Overall housing starts decreased 9.8% in May to a seasonally adjusted annual rate of 1.26 million units, according to a report from the U.S. Department of Housing and Urban Development and the U.S. Census Bureau.

The May reading of 1.26 million starts is the number of housing units builders would begin if development kept this pace for the next 12 months. Within this overall number, single-family starts increased 0.4% to a 924,000 seasonally adjusted annual rate and are down 7.3% compared to May 2024. The volatile multifamily sector, which includes apartment buildings and condos, decreased 29.7% in May to an annualized 332,000 pace.

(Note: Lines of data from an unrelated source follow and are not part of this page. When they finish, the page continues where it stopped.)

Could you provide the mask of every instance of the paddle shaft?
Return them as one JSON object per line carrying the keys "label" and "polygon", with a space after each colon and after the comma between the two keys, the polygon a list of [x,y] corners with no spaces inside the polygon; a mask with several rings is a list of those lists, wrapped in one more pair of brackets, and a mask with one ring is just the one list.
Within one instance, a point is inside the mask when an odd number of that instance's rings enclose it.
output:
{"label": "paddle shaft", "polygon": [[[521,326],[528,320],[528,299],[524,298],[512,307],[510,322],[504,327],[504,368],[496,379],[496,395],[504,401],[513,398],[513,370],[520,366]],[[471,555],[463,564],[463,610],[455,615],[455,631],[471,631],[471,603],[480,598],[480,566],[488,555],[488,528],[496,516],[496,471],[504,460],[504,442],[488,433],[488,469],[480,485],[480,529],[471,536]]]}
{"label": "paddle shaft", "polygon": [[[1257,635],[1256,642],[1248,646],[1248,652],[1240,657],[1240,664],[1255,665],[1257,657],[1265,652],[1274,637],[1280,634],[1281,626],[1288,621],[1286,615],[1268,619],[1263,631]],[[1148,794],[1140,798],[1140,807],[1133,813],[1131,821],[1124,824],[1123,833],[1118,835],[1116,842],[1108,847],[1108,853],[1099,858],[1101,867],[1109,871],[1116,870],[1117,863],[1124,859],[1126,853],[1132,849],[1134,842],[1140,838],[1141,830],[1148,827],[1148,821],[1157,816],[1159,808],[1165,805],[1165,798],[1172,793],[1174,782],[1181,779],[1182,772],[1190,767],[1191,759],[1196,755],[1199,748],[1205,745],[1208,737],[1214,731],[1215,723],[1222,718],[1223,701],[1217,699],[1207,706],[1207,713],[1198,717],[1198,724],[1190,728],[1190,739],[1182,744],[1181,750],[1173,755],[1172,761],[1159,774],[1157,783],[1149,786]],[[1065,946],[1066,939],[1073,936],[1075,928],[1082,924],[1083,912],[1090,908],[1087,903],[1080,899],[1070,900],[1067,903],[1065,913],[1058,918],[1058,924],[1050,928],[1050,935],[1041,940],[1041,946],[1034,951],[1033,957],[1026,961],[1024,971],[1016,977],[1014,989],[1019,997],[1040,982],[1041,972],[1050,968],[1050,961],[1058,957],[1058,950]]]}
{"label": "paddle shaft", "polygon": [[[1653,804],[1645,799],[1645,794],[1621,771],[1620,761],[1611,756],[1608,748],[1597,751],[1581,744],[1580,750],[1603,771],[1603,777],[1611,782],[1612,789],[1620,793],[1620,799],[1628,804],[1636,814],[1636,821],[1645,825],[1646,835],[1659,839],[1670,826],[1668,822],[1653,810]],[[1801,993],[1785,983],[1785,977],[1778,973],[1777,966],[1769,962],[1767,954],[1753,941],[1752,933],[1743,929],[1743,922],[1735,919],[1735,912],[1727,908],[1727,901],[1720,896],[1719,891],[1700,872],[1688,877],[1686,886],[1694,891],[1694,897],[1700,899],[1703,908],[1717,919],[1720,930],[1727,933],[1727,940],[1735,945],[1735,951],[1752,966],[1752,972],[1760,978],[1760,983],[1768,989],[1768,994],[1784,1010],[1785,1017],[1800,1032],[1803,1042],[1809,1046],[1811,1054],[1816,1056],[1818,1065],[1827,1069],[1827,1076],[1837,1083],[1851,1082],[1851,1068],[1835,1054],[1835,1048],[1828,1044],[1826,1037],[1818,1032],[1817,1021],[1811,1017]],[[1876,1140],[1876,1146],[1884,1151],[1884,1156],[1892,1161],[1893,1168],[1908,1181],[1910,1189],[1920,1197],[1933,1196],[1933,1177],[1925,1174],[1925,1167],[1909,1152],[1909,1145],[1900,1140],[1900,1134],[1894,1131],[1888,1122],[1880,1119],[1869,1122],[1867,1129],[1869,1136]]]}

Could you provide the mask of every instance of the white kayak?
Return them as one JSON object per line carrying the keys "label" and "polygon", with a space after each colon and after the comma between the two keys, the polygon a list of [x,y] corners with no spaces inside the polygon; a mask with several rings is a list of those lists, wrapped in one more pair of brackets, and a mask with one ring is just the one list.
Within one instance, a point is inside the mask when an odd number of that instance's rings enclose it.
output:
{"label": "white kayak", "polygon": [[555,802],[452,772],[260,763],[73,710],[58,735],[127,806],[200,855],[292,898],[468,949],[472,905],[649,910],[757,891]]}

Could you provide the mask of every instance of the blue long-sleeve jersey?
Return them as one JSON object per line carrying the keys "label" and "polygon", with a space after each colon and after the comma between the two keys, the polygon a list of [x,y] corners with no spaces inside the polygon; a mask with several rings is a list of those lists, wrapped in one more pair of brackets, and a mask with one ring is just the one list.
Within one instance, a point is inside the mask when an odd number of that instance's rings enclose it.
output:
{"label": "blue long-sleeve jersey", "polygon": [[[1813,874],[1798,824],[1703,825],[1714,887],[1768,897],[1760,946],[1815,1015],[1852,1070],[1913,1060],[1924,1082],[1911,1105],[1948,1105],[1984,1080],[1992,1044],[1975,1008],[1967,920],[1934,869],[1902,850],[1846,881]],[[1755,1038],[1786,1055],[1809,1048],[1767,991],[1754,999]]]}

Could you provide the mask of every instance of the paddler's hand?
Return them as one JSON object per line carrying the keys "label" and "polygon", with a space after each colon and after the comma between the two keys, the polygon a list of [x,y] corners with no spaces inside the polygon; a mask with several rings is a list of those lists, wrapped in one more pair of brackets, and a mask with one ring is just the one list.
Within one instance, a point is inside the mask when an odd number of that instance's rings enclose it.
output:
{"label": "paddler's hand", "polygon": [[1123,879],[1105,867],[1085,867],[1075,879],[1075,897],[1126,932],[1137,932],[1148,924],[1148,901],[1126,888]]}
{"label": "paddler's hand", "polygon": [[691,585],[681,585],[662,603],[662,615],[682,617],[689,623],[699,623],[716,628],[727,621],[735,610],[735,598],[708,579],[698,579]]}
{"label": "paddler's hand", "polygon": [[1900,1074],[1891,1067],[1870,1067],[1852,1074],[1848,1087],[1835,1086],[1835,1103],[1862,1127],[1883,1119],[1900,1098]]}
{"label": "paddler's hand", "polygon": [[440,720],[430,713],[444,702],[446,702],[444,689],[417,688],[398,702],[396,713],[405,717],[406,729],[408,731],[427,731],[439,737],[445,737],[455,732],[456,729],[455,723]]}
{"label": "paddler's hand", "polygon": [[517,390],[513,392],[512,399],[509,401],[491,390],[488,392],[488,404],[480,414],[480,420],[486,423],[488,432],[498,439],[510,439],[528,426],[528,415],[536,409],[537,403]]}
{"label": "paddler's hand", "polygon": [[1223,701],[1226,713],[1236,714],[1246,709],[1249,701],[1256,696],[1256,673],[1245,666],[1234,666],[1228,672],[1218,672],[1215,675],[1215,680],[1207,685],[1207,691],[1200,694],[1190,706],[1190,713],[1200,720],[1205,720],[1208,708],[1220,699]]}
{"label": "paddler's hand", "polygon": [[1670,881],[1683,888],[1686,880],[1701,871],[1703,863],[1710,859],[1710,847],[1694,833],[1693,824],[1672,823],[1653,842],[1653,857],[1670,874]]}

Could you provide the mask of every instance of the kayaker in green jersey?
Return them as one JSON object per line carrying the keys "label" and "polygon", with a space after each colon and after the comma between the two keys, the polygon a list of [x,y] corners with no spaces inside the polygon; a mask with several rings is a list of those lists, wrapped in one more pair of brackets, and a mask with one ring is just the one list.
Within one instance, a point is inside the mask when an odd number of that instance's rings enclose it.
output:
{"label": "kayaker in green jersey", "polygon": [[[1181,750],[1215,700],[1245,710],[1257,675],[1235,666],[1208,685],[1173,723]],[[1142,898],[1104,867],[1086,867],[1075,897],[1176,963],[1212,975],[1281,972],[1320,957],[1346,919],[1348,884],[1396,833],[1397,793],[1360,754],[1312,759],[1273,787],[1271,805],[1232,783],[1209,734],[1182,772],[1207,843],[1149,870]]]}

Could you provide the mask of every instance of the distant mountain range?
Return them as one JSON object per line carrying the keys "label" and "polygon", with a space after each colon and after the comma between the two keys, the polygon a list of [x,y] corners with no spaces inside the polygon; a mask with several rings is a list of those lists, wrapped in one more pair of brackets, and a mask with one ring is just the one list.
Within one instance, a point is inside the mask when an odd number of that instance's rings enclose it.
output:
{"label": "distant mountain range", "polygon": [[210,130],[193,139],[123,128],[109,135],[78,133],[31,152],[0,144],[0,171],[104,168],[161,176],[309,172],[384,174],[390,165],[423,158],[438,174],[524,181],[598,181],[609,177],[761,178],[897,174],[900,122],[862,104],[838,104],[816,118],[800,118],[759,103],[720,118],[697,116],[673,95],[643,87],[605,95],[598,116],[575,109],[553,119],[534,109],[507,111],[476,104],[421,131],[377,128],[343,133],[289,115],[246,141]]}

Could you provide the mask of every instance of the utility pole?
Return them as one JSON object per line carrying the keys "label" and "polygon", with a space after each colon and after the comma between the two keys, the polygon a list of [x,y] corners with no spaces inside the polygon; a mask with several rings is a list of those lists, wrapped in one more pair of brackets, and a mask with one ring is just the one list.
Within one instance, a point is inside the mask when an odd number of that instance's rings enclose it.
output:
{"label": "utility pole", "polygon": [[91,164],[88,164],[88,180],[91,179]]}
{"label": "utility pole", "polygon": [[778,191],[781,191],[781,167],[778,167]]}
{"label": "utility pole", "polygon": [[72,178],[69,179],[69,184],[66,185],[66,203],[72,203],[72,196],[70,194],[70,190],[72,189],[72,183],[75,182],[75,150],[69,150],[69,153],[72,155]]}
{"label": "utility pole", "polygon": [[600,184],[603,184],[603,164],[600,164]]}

On a year-to-date basis, single-family starts are down 7.1%. In contrast, multifamily 5-plus unit starts are up 14.5% as more prospective home buyers remain on the sidelines helping rental demand.

Single-family permits and construction starts are down on a year-to-date basis for 2025 for what has been a disappointing spring housing market, given ongoing elevated mortgage interest rates, challenging housing affordability conditions led by higher construction costs, and macroeconomic uncertainty. NAHB is forecasting that 2025 will end with a decline for single-family housing starts.

The number of single-family homes currently under construction totaled 623,000 homes as of May. This is 1.3% lower than April, 7.6% lower than a year ago and 25% lower than the post-Great Recession peak level in June 2022. There were 752,000 apartments under construction in June, 4.6% lower than May and 18.2% lower than a year ago.

On a regional and year-to-date basis, combined single-family and multifamily starts were 21.1% higher in the Northeast, 10.8% higher in the Midwest, 6.8% lower in the South and 1.6% lower in the West.

Overall permits decreased 2% to a 1.39-million-unit annualized rate in May. Single-family permits decreased 2.7% to an 898,000-unit rate and are down 6.4% compared to May 2024. Multifamily permits decreased 0.8% to a 495,000 pace.

Looking at regional permit data on a year-to-date basis, permits were 17.2% lower in the Northeast, 6% higher in the Midwest, 5.4% lower in the South and 3.7% lower in the West.